I spent years in digital marketing making forms for clients. Event registrations, lead captures, surveys, feedback loops. I got quite good at it. And the thing I learned was this: building the form takes five minutes. Running the form takes five hours a week.

Reviewing responses. Sending follow-ups. Routing hot leads before they go cold. Checking who opened what email. Exporting data to three different places. Bouncing between the form tool, a spreadsheet, email, and a CRM just to keep one workflow alive.

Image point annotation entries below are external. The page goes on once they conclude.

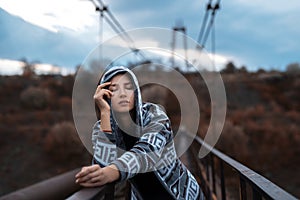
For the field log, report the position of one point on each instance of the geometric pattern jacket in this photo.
(153, 150)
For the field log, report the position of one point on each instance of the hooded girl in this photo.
(133, 141)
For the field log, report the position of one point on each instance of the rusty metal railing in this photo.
(250, 184)
(211, 172)
(59, 188)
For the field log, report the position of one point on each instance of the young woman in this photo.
(134, 141)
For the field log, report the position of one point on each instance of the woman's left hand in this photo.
(94, 175)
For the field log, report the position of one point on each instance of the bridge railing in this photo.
(61, 187)
(211, 171)
(250, 184)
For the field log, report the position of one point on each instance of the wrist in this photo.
(114, 173)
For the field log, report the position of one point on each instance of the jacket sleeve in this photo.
(148, 150)
(104, 146)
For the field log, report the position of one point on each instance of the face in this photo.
(122, 88)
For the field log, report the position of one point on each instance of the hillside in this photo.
(38, 139)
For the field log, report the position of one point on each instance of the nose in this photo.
(122, 92)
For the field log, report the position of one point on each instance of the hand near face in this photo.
(93, 176)
(100, 95)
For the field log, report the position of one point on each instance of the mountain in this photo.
(20, 39)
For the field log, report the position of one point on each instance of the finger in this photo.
(91, 176)
(96, 184)
(103, 85)
(107, 93)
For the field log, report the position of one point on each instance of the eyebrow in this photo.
(115, 84)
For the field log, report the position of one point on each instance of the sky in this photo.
(256, 34)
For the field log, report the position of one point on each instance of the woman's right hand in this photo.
(100, 95)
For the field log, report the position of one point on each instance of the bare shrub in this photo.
(35, 98)
(63, 141)
(234, 141)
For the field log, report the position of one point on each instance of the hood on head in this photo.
(108, 75)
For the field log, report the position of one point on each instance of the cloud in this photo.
(12, 67)
(55, 14)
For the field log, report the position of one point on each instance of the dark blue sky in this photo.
(256, 34)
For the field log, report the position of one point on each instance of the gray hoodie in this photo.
(151, 150)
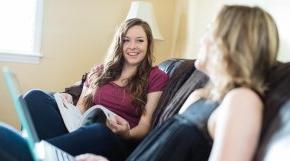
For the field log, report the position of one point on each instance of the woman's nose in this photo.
(132, 45)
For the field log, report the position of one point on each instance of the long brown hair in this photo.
(137, 84)
(245, 46)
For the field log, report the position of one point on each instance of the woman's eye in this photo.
(126, 40)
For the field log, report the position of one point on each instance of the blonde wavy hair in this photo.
(245, 47)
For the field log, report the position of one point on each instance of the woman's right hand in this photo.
(95, 71)
(119, 126)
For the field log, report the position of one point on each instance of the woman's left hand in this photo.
(90, 157)
(119, 126)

Every form tool on the market optimizes for creation. The pretty drag-and-drop builder. The AI that generates your form in one click. That is the demo. That is what gets the Product Hunt upvote.

But I could not find anyone building for what happens after you hit publish.

That is where I decided to focus.

How I Tested the Gap

In March 2026, I did something tedious but revealing. I signed up for every form service that claimed MCP support and tested what their chat interface could actually do.

For those unfamiliar, MCP (Model Context Protocol) is the protocol that lets AI assistants like Claude, ChatGPT, and Cursor connect to external services. It is becoming the standard way users interact with SaaS tools through conversation.

Here is what I found:

  • Jotform: 5 MCP tools. Can create a form. Cannot change design, cannot preview, cannot manage responses from chat.
  • stigmi: Claims 58 tools, actually has 24. Can create a form. Cannot change design or preview.
  • Weavely: 1 tool. Creates a form. That is it.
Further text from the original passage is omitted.